Est-ce légal en Europe ?

En parcourant les lois des pays européens, nous constatons que la maternité de substitution est fortement restreinte en Europe.

L’Italie, l’Espagne, la France et l’Allemagne font partie des pays qui proscrivent toutes les formes de maternité de substitution.

En Irlande, aux Pays-Bas, en Belgique et en République tchèque, les accords sont «nuls et inapplicables», ce qui signifie qu’il n’y a pas de législation reconnaissant la maternité de substitution et donc aucun moyen de transférer la filiation aux parents mandatés.

Au Royaume-Uni, la maternité de substitution est légale pour les ressortissants britanniques si elle est altruiste, tandis que le Portugal autorise également la GPA altruiste pour les couples hétérosexuels ayant des besoins médicaux.

L’Ukraine et la Russie ont les lois les plus laxistes en matière de GPA en Europe, autorisant les citoyens, y compris les étrangers, à payer des substituts pour leurs services.

Qui, où et combien ça coûte ?

Malgré la législation restrictive en Europe, la GPA est en train de devenir beaucoup plus populaire. La plupart des couples qui entreprennent ce type de procédures en Europe viennent de Norvége, du Royaume-Uni, d’Irlande, d’Italie, de France, d’Allemagne et de Suède. Environ 50% d’entre eux sont des couples hétérosexuels et 50% sont des couples homosexuels.

Une récente étude de Families Through Surrogacy, une organisation à but non lucratif basée en Australie qui fournit des conseils aux parents intentionnels, a révélé que les Norvégiens constituaient le plus grand groupe d’utilisateurs de la GPA en Europe et que l’Espagne constituait également un marché important. Cette émergence de nouveaux fournisseurs de services GPA peut être expliquée par la fermeture des marchés traditionnels, tels que l’Inde, le Népal et la Thaïlande.
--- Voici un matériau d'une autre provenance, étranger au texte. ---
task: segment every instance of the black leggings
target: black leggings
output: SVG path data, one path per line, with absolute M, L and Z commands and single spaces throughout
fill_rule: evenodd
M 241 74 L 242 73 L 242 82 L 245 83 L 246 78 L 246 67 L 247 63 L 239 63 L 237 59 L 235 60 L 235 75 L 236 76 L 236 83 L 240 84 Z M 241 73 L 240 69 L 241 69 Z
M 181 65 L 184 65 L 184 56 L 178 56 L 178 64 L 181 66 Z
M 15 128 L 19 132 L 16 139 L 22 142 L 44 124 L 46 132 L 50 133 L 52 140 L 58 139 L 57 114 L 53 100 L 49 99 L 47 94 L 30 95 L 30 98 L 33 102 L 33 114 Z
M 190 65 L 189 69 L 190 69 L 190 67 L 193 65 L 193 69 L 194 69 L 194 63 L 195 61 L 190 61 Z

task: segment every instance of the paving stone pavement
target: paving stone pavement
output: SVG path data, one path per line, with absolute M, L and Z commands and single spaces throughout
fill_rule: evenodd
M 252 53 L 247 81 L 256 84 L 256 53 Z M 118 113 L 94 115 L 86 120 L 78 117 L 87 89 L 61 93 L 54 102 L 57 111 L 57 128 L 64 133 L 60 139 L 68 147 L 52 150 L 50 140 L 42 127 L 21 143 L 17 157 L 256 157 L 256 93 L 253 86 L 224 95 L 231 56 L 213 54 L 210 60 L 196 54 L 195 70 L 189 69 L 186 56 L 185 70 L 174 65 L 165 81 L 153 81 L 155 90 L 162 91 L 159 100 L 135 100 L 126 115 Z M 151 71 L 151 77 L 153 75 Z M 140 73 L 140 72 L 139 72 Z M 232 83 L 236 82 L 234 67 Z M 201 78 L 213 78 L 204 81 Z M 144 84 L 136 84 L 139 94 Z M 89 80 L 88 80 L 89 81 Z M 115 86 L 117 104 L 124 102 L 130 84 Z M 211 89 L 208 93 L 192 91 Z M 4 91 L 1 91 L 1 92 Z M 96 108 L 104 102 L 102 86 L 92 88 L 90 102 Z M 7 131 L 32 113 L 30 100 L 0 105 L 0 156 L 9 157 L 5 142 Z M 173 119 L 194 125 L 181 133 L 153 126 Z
Concernant le coût du processus, de nombreux Européens optent pour l’Ukraine, où la GPA coûte environ 50 000 dollars (43 970 euros), contre plus de 100 000 dollars aux États-Unis. Un autre marché est également en train d’apparaître au Kenya, où la maternité de substitution coûte entre 40 000 et 45 000 dollars (entre 34 370 et 38 670 euros), mais il n’y a pas encore de réglementation, ce qui rend l’opération assez risquée.

Pourquoi doit-on améliorer notre législation Européenne ?

Il a été prouvé que l’interdiction de la maternité de substitution encourageait tout simplement la pratique à entrer dans la clandestinité, créant ainsi des risques inutiles pour les mères porteuses vulnérables, les futurs parents et les enfants.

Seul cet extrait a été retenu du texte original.